By John Johnson
BassFan Senior Editor

J.T. Palmore keeps advancing his standing on the final FLW Tour points list by about 30 places each year, and a similar jump in 2013 would have him contending for the Angler of the Year (AOY) title.

At the moment, though, the 27-year-old Virginian's only goal concerning next season is being in the field for the Tour opener at Lake Okeechobee in February. He needs to come up with some sponsorship money soon, or else go into another line of work.



"If you win in this sport, you can make money," he said. "A lot of times there's no real payoff for being consistent, though.

"If you finish between 15th and 30th the whole year and you're paying for everything yourself, you're not making a lot of money."

Leaps and Bounds

Palmore, who holds a degree in history from Virginia's prestigious Hampden-Sydney College, fished his first Tour campaign in 2010. A 57th at Lake Ouachita was his best finish that year and he didn't earn a single cent in prize money, and he ended up 93rd in the points.

He moved up to 64th in the AOY race in 2011 and made his first 20-cut at Chickamauga, concluding the year with three money finishes in six outings. He then spent all of this year in the top half of the field, finishing no lower than 75th in any event, and qualified for his first Forrest Wood Cup with a 34th place showing in the points.

Another 30-position climb in 2013, into the rarefied air annually breathed by the likes of David Dudley, Luke Clausen and Andy Morgan, might be a longshot, but Palmore just hopes that he gets to try.

"(FLW tournament director) Bill Taylor called last week, and I told him there's no way I'm going to be able to fish next year unless I get a sponsor," he said. "I did it on my own this year, and if you ask most people, I had pretty good year. But when you add everything up, I didn't hardly make any money (he pocketed about $45,000, including his Cup winnings).

"It's great being out there with the guys and living the dream, but what it boils down to is I've got to look at it as a business. When I started I said I'd give myself 3 years to show a return, and if it wasn't there I'd have to move on."

He got married a little over a year ago and plans to start a family in the not-too-distant future, and he's not willing to embark on that endeavor with a ton of debt hanging over his head.

"It's hard to make a living with FLW right now unless you've got a team deal, and there's fewer of those with the (National) Guard pulling out. With the economy the way it is, not many non-endemic companies want to spend their marketing dollars on a pro fisherman."

One in the Works

All hope is not lost for 2013 Ė Palmore said he has one deal in the works that, if it comes through, could be the solution to his dilemma.

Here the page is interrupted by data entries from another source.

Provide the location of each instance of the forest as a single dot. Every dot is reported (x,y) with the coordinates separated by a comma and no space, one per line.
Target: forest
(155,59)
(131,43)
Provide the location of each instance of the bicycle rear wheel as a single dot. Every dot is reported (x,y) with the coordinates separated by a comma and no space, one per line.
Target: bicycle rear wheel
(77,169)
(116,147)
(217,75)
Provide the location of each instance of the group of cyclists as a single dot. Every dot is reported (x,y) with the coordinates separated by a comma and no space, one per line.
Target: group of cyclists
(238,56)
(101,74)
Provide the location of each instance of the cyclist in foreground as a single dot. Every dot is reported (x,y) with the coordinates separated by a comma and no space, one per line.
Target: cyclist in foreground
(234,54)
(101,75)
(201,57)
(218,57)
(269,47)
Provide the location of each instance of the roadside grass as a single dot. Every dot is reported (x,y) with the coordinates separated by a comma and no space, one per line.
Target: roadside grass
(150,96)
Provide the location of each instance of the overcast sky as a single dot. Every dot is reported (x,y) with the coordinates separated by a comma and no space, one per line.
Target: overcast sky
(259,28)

"Like a lot of other ones, everything sounds real good to start off with," he said. "I haven't gotten the email yet that thanks you for the interest in the product, but that there's nothing they can do at this time.

"I hate to be so pessimistic, but I've been sending out those letters for 3 years. The guys I know with non-endemic sponsorships, 90 percent of them came about because so-and-so knew so-and-so, and they ended up meeting them. It wasn't from a cold email to that company's marketing department.

"I know a lot of good ol' boys," he concluded, "but not a lot of big wigs in Fortune 500 companies."

If nothing turns up, he'll hit the bricks in search of a "regular" job, which would likely require a move out of the country farmhouse that's been in his family for generations.

"With the state of the economy, I'd look for something in sales or marketing Ė something where I was interacting with people. But where I live is very rural and there's not a lot of big industry here."